MAMMITES DES VACHES LAITIÈRES
Article de synthèse
Auteur(s) : Yves Le Loir*, Sergine Even**
Fonctions :
*UMR 1253 STLO Inra Agrocampus Ouest
65, rue de Saint-Brieuc, CS84215
35042 Rennes Cedex
Comme le rumen et le vagin, l’utérus et la mamelle hébergent des micro-organismes qui suscitent un intérêt croissant avec des perspectives thérapeutiques à la clé.
Le microbiote désigne l’ensemble des micro-organismes (bactéries, levures, champignons, virus) vivant dans un environnement spécifique. Celui de l’intestin était autrefois appelé “flore intestinale”. L’existence d’un microbiote a été démontrée depuis lors pour d’autres niches écologiques corporelles : le vagin, la peau (axillaire, du nombril, etc.) et, plus récemment, la mamelle.

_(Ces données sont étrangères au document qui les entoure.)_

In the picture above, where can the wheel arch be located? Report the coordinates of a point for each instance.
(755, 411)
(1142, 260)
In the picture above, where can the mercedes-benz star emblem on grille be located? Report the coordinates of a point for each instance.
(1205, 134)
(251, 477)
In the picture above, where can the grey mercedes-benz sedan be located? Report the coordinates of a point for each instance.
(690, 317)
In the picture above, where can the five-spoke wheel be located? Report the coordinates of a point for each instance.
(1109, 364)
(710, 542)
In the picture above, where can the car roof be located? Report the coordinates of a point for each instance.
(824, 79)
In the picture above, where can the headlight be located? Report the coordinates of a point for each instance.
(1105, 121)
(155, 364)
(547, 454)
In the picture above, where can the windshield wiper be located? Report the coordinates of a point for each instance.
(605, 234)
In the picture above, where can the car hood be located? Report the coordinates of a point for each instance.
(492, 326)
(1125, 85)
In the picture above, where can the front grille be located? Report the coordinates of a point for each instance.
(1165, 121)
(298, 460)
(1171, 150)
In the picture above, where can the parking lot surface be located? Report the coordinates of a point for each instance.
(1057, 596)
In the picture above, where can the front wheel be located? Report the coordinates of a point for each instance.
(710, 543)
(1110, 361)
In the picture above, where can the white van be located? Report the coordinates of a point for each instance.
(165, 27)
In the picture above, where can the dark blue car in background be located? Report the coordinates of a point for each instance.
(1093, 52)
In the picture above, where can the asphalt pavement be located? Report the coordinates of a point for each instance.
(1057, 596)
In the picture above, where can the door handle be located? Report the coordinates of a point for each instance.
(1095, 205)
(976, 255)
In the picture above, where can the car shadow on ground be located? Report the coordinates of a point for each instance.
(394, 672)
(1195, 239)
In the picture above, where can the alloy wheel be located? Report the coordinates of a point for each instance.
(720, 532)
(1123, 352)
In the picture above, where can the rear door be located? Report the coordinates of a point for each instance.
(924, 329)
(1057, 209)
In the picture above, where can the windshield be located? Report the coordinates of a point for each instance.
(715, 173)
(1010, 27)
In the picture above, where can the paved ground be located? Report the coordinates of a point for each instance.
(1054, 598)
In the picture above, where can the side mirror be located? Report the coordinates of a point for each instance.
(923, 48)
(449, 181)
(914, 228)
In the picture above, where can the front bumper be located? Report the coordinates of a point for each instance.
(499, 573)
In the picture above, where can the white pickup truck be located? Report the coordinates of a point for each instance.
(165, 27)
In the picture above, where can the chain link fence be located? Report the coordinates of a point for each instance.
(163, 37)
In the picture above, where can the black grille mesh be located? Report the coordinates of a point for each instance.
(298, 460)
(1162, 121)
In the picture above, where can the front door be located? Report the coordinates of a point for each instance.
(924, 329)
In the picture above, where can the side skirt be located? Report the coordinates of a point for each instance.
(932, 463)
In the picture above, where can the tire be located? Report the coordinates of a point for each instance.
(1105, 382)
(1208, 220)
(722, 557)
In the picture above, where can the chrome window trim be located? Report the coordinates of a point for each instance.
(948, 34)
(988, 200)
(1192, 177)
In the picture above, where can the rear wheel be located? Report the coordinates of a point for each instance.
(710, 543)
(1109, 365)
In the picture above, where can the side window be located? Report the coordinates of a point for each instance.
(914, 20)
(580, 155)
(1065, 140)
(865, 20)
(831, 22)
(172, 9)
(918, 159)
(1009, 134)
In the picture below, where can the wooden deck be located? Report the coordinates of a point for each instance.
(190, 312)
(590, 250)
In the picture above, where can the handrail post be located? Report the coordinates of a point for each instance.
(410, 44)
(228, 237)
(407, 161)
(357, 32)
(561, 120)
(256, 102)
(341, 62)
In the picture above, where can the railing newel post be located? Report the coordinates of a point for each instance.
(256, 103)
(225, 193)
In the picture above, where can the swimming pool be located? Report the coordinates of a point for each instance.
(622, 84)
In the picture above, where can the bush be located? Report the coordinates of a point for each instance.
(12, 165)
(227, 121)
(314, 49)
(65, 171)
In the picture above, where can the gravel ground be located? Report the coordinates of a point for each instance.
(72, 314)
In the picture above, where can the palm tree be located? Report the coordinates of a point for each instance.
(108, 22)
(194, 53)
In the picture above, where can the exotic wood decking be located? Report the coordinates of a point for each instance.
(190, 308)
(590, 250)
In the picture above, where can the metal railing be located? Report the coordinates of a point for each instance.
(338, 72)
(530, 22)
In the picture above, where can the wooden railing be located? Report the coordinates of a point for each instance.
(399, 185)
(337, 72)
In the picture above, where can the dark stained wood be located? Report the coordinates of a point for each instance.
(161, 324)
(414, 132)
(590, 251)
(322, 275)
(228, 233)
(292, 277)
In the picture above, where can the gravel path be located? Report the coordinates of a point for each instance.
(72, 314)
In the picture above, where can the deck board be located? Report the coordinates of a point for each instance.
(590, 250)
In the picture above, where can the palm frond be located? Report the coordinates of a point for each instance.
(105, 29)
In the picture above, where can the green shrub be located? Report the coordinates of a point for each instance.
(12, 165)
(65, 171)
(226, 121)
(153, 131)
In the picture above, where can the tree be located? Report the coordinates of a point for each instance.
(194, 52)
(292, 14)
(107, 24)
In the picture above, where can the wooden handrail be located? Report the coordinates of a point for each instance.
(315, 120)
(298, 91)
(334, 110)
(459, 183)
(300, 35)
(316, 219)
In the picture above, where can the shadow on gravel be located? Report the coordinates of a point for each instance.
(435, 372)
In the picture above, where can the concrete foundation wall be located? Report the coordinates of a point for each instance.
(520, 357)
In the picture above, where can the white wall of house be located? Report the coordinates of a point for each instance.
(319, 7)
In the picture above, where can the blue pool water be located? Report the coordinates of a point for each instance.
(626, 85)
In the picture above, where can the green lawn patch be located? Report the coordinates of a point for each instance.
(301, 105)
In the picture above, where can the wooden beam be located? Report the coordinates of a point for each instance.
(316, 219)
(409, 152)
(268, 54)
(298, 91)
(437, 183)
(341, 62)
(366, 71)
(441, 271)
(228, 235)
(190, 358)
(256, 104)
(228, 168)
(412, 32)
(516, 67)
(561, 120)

Le microbiote d’un écosystème humain ou animal est une population mixte de micro-organismes vivant dans une certaine harmonie avec son hôte. Ce partenariat peut être positif, neutre ou négatif, selon la composition et l’abondance des populations microbiennes présentes. Ces écosystèmes présentent une forte biodiversité. La liste des espèces microbiennes les constituant s’est largement allongée avec l’avènement des techniques de séquençage haut débit et les approches de type métagénomique.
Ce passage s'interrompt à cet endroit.